In each of the eight large unconventional basins, the domestic rig count either did not move much up or down, or was unchanged, although three of the five oil basins gained rigs and two of the three gas basins lost rigs, according to Aug. 29 Commodity Insights data.

Moreover, gas-directed rigs fell prey to the four-rig weekly loss, falling to 95, while oil-oriented rigs remained unchanged at 538, the analysis showed.

The total number of domestic oil and gas rigs has stayed relatively rangebound in the 630s for nearly four months, although the average has dropped a bit so far in the third quarter of 2024 from upstream operator efficiencies in well drilling that resulted in fewer units needed in the field. In addition, M&A transactions have caused some rig pullbacks as operators pause drilling during the pre- and post-transition closing periods to gauge their forward programs, analysts say.

So far, the average Q3 rig count is 633, compared with 641 in Q2 and 662 in Q1.

Even as rigs remain at relatively low levels amid stable crude prices, oil production may surprise to the upside as 2024 winds down, while gas could see a year-end trough and price pick-up into 2025, analysts say.

"Despite a significantly lower rig count and ongoing M&A wave, US tight oil activity appears more resilient than we believe is broadly appreciated," especially in the Permian Basin, Walt Chancellor, energy strategist at global financial services advisory firm Macquarie, said in an Aug. 27 investor note.

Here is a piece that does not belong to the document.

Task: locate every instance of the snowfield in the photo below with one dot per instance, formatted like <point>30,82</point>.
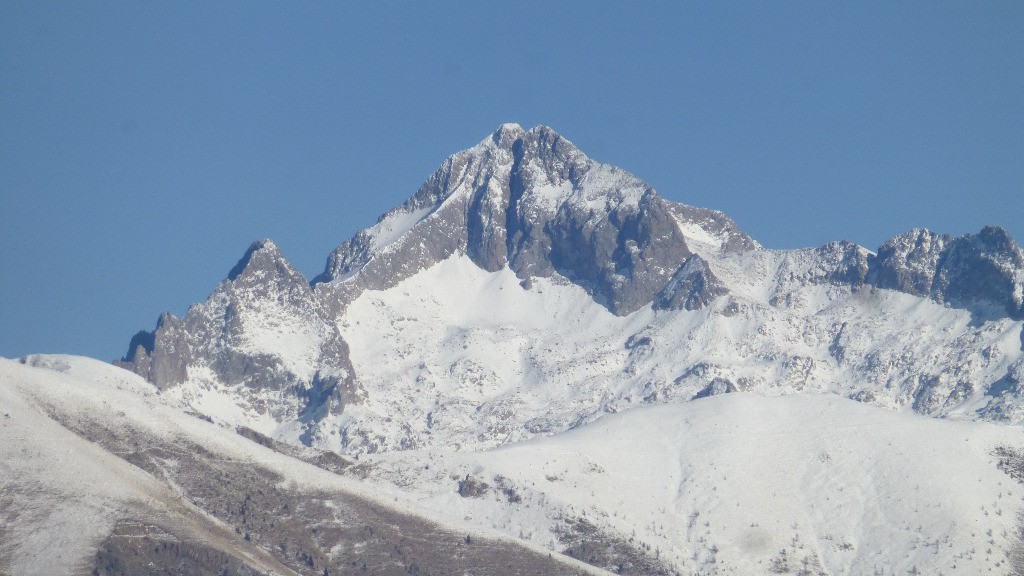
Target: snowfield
<point>733,484</point>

'Eventual upside surprise' in oil supply?

"While we had previously seen the potential for increased efficiency and reduced costs functioning as counter-cyclical tailwinds, these forces now appear more prominent in the 2024/2025 shale landscape," Chancellor said. "Although the timing and magnitude remain uncertain, we see these factors driving an eventual upside surprise in US oil supply.

"Further, we feel confident [that] underlying shale fundamentals [are] driving continued, meaningful US oil growth, should crude hold in the current price range," he added.

While acknowledging some persistent uncertainty, Chancellor projects US oil production exiting 2024 at 13.9 million b/d, well above the current forecast of 13.4 million b/d in Q4 by both the US Energy Information Administration and Commodity Insights. Commodity Insights has projected 13.5 million b/d for December alone. Those figures are up from 12.9 million b/d in Q1 and 13.25 million b/d in Q4 2023.

Increases should come from the US Gulf of Mexico and unconventional shale resources, Chancellor said.

EIA has pegged USGC oil output at 1.82 million b/d in Q4 2024, while for Commodity Insights, the respective figure is 1.88 million b/d, up from 1.78 million b/d in Q1 2024.

For shale production, "Q2 earnings from public producers showed strong organic sequential growth, with more visible 2024 growth emerging in company guidance," Chancellor said. "Although public company guidance bridges a portion of the anticipated about 500,000 b/d of exit-exit [Q4 2023 to Q4 2024] Lower 48 land growth we model this year, implicitly our outlook calls for meaningful growth from private companies as well."

Gas-price bottom may be 'pretty close'

While analysts are not nearly so optimistic on the gas front for 2024, a long spell of low gas prices may be "pretty close" at hand, Leo Mariani, an upstream analyst at investment bank Roth MKM, said in an Aug. 28 investor note.

While advising Macquarie is cautious about calling "tops and bottoms" in commodity markets, a near-term bottom is approaching roughly around Q4 for an absolute price, although the September and October shoulder months could still stay soft, Mariani said.

"We see price upside into the winter on the start-up of two new Gulf Coast LNG export facilities in Plaquemines [Parish in Louisiana] and Corpus Christi Stage 3, which should happen in Q4 2024, as well as continued discipline by public producers as we think new gas drilling and completion activity will stay more subdued until Henry Hub prices recover closer to $2.75 to $3/Mcf," he said.

NYMEX natural gas futures settled at $1.93/Mcf on Aug. 28, up 3 cents.

"We are currently forecasting $3.00/Mcf gas prices in 2025, which is still a bit below CMA futures prices of around $3.20/Mcf and we expect a lot of volatility in prices next year, with some likely challenging periods in the shoulder months," he added.

For the week ended Aug. 21, the Permian Basin was up two rigs to 297, while the Williston Basin and SCOOP-STACK play were each up by one, to 37 and 29, respectively, according to Commodity Insights rig data. The DJ Basin lost a rig, leaving 10, while the Eagle Ford Shale stayed at 49 week on week. All five are primarily oil basins.

Among gas basins, the Utica Shale was down two rigs to eight, while the Hayneville Shale was down by a rig to 38—the lowest count that basin has been since 2020, save for the first week of June, when it was 36. Apart from that, the Haynesville has not been 38 or lower since Q4 2020.